In reality I can see it perfectly.
And that's probably thanks to windows phone. Here in EU windows phone has almost a 10% of marketshare on each state (in some also more than 15% and more than IOS).
The last year I and my startup would develop our app only for ios and android. When wp went over the 5-6% our investors ask us to develop also for it asap.
For what I know, almost all startups in my incubator, which are working in the mobile app field, are now focusing in that platform while the previous year no one of them was considering it.
I don't think its necessarily poorly named, given that it is published on the CodeEval blog and in the first line of the article, in bold, they name the source of their data. Its not a great title for an HN submission though as that context is missing.
Consider the talk around wearables. Most wearables would be small devices running a bit of code. Maybe some of them will be hackable. Are the current generation of wearables powerful enough to run anything other than C (or maybe C++)? Nope. That's because most would be either small microcontroller or small ARM devices. If you take that trend and the fact that codeeval says its javascript - makes no sense.
So, submissions in codeeval should be title for sure.
What are you basing that on? They have python as #1 by a large margin, when literally every other language popularity measure has it somewhere down the list below java, C++, PHP, etc. If it were skewed towards "enterprise" users wouldn't we expect to see java, C# and C++ getting boosts rather than python?
Well, I'd argue that Python specifically has a substantial userbase from the mathematics, statistics and econometric world that rarely bleeds over to other languages, and those people tend to exist more densely in larger organizations.
It's just a heavily biased article is all. We could do a poll on HN and you'd see a dramatically different landscape. I bet C# wouldn't even register on the graph.
Nice, I stand corrected (and definitely would have lost that bed!) That's a considerably larger population of C# users than I would have expected from the startup-centric HN userbase.
Yes, but as I said I don't see any indication that the bias is towards "enterprise" at all.
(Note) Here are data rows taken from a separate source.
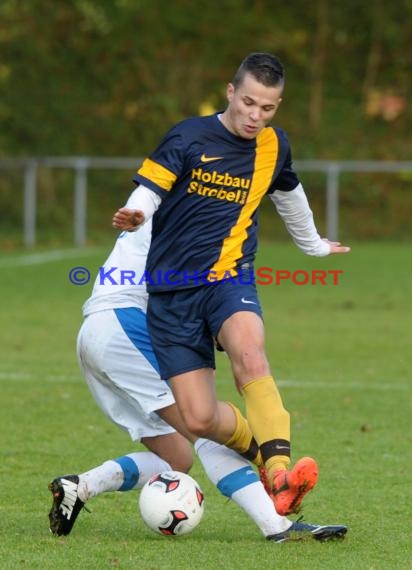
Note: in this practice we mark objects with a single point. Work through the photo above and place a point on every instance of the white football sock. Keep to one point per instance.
(235, 478)
(131, 471)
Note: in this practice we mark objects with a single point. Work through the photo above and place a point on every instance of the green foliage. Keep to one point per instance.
(108, 78)
(341, 356)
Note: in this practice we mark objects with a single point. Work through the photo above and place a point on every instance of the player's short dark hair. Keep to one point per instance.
(264, 67)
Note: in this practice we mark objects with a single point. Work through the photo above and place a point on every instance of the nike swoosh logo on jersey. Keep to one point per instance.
(205, 158)
(248, 302)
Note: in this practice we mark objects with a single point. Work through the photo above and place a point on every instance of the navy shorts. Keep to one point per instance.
(183, 324)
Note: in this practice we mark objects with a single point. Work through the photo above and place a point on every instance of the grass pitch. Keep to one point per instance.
(342, 358)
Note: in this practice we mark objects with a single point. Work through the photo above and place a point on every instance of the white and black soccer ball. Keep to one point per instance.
(171, 503)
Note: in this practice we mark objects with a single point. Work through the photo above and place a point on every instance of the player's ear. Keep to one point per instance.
(230, 91)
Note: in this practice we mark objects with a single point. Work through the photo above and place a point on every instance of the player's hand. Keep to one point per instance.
(336, 247)
(127, 220)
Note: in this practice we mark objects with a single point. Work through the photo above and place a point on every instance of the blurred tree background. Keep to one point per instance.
(109, 77)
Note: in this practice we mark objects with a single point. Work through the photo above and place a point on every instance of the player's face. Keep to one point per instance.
(252, 106)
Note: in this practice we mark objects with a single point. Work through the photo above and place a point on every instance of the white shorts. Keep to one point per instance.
(118, 363)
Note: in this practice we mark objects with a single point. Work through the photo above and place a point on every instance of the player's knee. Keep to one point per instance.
(201, 426)
(183, 461)
(250, 365)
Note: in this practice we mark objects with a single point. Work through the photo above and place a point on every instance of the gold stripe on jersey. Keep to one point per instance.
(267, 147)
(158, 174)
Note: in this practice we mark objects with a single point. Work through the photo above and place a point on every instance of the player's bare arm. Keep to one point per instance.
(128, 219)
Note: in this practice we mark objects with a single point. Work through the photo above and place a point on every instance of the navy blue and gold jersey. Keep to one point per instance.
(211, 182)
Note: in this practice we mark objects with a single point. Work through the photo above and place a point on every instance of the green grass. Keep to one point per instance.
(342, 358)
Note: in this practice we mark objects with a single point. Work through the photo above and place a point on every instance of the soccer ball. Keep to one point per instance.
(171, 503)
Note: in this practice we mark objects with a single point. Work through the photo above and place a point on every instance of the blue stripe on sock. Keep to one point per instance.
(237, 480)
(131, 472)
(133, 322)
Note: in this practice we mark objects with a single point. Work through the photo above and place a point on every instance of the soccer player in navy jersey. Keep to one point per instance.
(203, 185)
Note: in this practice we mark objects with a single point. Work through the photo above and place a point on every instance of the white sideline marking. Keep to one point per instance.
(311, 385)
(47, 257)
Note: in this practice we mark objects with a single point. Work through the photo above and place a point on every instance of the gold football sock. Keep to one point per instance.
(269, 422)
(242, 439)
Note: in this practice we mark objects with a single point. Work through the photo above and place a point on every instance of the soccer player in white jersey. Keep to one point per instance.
(118, 363)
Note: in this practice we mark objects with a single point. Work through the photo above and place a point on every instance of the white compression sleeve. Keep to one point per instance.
(293, 207)
(144, 199)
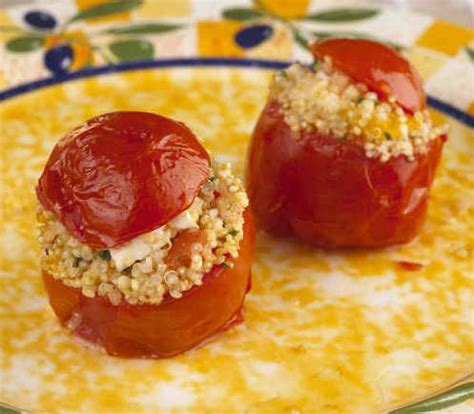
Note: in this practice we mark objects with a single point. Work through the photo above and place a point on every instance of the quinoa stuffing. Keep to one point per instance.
(323, 98)
(146, 268)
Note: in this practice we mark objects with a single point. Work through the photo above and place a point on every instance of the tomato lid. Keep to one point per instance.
(384, 70)
(122, 174)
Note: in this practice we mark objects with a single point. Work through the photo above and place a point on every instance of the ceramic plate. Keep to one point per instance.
(325, 331)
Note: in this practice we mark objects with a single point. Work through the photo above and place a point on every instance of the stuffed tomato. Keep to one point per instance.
(147, 244)
(344, 153)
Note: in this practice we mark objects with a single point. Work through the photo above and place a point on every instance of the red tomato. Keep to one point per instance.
(181, 250)
(166, 329)
(381, 68)
(122, 174)
(329, 193)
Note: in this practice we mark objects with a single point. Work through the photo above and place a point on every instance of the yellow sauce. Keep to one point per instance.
(340, 332)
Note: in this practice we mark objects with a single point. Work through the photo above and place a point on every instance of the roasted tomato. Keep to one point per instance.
(122, 174)
(166, 329)
(329, 193)
(381, 68)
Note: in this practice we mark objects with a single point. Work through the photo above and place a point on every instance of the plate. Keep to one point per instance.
(326, 332)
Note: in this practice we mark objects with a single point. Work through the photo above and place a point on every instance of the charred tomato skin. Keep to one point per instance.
(328, 193)
(168, 328)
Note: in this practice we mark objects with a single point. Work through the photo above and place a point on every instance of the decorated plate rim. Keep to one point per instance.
(455, 393)
(12, 92)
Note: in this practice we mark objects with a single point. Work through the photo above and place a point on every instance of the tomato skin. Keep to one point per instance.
(166, 329)
(122, 174)
(381, 68)
(329, 193)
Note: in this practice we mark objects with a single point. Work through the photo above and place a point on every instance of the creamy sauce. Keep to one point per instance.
(325, 332)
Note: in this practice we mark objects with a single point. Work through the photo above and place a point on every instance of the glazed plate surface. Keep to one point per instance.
(333, 332)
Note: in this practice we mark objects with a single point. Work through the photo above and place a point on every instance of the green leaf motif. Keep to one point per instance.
(342, 15)
(470, 53)
(106, 9)
(24, 44)
(241, 14)
(130, 50)
(143, 28)
(447, 399)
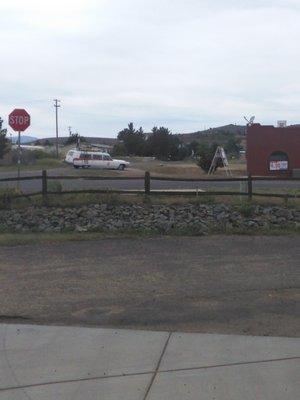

Python's use in statistics and related fields is quite small compared to its competition in those areas, which don't even show up. So it seems very unreasonable to suggest that is what is giving python a hugely inflated figure just to maintain the notion that there is an "enterprise" bias.
At least they provide a table. The chart is just terrible, made by somebody who cares more about visual entertainment than about conveying information.
This is so completely utterly broken I don't know why they publish it each year. At least try to fix it so it matches our current planet.
Surely they can tell that javascript and objective-c with their overlap with 'web', 'dhtml', 'jquery', 'ios', 'iphone', etc. and other such terms are skewed compared to the easily disambiguated 'python'.
"Perhaps you should fix those mistakes in your "% Change" column... Looks like some rows show a decrease when there is an increase (for example C in 2012 is 4.9 and 4.10 in 2013, and % change here is -16% ...)."
I have to remember to add "What's the % change between 4.9 and 4.10?" to my list of tech interview questions.
The title is misleading. If any, it reinforces the fact that python is a good language for solving puzzles, writing scripts, and may be small projects.
You rarely hire a PHP developer for his algorithm skills and that's what you can screen with codeeval.
By the way I don't think codeeval is a good way of measuring developer skills as some people who is very good with algorithms struggle with simple real world problems and vica versa. But that's another topic :)
Though I'd love to see the day come, it really hasn't dawned on us yet. This ranking is based on a small subset of data viz. codeeval submissions, so hardly conclusive.